The alignment on your car is essential to maintaining the handling and drivability of the vehicle. The car can struggle with handle problems if the alignment is off even a small amount. Beyond the handling issues, wear and tear on other parts of the car can result from a slight alignment issue.
Signs Of Alignment Issues
Some of the signs that you might have an alignment issue and need to go to an auto-alignment repair shop are small things that you start to notice over time. They can direct you to a big problem, but someone who has never driven your car might not see them at first if they took your car for a ride. The car pulling left or right, banging in the front end when going over bumps, and odd steering can all be things you notice when driving. Visually, uneven tire wear can be an indicator of a car that is out of alignment.
Checking The Alignment
Take your car into a shop that has an alignment rack as soon as you suspect there is a problem. The car is put on the alignment rack and the sensors placed on the wheels of the vehicle. The technician will use the machine to measure many different points on the suspension with a laser to verify if it is where it is supposed to be. Once he has all the measurements, the tech can check them against the factor measurements to ensure the tires and suspension are in the right place. If they are not, the car will need to be aligned.
What is Done During the Alignment?
If the car is determined to be out of alignment, the technician will begin to look for bad ball joints, struts, shocks, and steering components. Sometimes the front end only needs to be adjusted, but if there are worn parts in the car, the alignment will not hold for very long. You are better off to replace the worn parts while you are aligning the car if you want to get the most of the alignment.

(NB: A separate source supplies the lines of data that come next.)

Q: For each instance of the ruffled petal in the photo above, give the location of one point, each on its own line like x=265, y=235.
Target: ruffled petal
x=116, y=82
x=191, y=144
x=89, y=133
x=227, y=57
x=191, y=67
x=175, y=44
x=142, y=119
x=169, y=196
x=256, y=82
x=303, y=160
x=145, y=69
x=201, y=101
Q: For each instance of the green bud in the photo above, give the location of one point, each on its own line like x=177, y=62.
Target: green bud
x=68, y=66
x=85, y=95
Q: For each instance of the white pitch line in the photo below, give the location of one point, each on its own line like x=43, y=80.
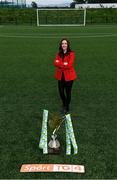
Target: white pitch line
x=59, y=36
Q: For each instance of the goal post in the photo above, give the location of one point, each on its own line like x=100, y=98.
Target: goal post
x=61, y=17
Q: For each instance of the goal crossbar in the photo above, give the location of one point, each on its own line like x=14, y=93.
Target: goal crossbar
x=71, y=9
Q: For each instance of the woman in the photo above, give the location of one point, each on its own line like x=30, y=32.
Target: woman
x=65, y=73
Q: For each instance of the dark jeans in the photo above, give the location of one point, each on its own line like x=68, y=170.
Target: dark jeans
x=65, y=88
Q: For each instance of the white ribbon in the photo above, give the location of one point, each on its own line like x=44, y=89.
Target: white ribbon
x=70, y=137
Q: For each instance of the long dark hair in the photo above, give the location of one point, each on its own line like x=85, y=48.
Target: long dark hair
x=61, y=53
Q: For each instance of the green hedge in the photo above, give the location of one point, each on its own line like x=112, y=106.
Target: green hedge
x=28, y=16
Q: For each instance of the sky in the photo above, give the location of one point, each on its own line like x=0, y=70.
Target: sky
x=47, y=2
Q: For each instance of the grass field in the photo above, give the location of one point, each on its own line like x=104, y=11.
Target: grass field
x=27, y=86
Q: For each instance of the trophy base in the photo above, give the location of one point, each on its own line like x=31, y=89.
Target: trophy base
x=54, y=150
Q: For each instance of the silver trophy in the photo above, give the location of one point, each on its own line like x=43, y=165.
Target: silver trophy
x=54, y=144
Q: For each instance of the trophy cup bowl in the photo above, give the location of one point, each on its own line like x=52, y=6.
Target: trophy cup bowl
x=55, y=122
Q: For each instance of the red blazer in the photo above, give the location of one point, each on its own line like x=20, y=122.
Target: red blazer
x=65, y=66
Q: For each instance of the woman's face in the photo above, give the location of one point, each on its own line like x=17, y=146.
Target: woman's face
x=64, y=45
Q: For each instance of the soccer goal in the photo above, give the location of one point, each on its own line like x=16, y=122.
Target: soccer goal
x=61, y=17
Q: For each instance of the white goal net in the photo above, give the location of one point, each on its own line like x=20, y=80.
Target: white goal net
x=61, y=17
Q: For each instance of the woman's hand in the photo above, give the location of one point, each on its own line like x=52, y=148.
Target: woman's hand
x=57, y=60
x=65, y=63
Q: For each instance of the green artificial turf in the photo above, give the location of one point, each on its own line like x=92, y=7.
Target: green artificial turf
x=27, y=86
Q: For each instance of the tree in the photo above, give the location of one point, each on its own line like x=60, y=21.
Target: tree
x=34, y=4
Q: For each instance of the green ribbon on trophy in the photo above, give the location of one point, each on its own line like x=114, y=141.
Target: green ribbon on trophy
x=70, y=137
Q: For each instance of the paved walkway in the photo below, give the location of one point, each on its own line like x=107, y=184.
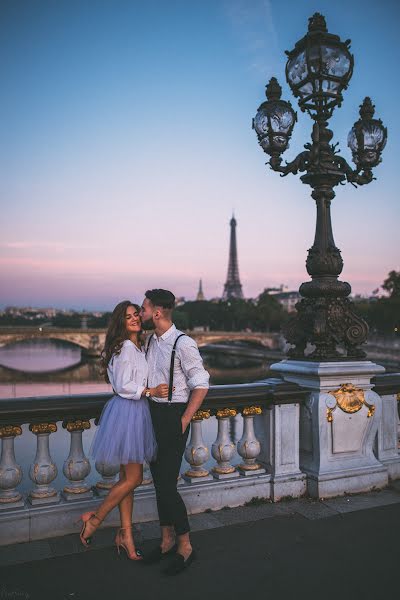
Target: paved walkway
x=346, y=547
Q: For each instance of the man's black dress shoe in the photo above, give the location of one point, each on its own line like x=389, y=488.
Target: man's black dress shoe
x=178, y=564
x=155, y=555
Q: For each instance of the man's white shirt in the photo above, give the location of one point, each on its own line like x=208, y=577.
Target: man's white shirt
x=189, y=372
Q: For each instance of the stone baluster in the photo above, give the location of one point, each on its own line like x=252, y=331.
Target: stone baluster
x=223, y=449
x=10, y=471
x=196, y=452
x=77, y=467
x=248, y=446
x=43, y=470
x=108, y=472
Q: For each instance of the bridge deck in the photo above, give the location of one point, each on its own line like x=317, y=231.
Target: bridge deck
x=292, y=549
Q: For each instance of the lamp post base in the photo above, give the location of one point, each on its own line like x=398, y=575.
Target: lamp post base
x=338, y=425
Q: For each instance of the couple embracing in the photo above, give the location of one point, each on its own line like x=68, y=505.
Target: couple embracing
x=158, y=386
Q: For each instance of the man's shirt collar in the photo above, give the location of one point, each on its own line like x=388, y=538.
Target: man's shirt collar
x=166, y=334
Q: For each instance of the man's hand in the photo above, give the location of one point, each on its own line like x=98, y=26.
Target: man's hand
x=195, y=401
x=185, y=423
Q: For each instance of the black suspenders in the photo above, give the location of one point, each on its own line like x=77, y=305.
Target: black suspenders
x=171, y=368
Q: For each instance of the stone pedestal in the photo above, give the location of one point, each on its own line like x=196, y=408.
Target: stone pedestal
x=278, y=431
x=338, y=425
x=387, y=449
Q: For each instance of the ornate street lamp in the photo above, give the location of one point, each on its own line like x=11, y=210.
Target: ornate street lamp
x=318, y=69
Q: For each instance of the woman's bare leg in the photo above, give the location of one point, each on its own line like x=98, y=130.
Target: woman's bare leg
x=133, y=478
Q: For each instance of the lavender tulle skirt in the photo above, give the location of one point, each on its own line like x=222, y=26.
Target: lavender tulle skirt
x=124, y=433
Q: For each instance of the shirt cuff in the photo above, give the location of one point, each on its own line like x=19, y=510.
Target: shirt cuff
x=138, y=394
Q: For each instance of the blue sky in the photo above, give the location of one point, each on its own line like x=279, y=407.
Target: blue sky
x=126, y=142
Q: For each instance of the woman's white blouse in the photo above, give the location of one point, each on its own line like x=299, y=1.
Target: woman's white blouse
x=128, y=371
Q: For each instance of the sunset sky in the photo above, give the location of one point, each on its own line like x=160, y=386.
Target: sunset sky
x=126, y=143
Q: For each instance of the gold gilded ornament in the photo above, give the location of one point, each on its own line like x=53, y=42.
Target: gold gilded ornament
x=10, y=430
x=200, y=415
x=226, y=412
x=77, y=425
x=43, y=427
x=349, y=399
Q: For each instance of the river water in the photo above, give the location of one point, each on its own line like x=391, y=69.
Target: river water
x=49, y=367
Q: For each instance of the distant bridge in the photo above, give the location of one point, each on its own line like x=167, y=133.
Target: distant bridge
x=91, y=341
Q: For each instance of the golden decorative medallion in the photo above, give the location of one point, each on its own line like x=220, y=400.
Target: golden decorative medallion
x=250, y=411
x=349, y=399
x=77, y=425
x=10, y=430
x=80, y=490
x=226, y=412
x=43, y=427
x=200, y=415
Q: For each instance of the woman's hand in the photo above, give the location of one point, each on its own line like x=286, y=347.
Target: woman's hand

The laser and sensors are used to make the adjustments needed for the alignment once the tech finishes replacing the parts. If the tires have been damaged while the car was out of alignment, you might need to replace those too. But don't just look at the front tires. On modern vehicles, alignments include all four wheels. While there are shops that still do front end alignments only, most understand the need to align the whole car these days.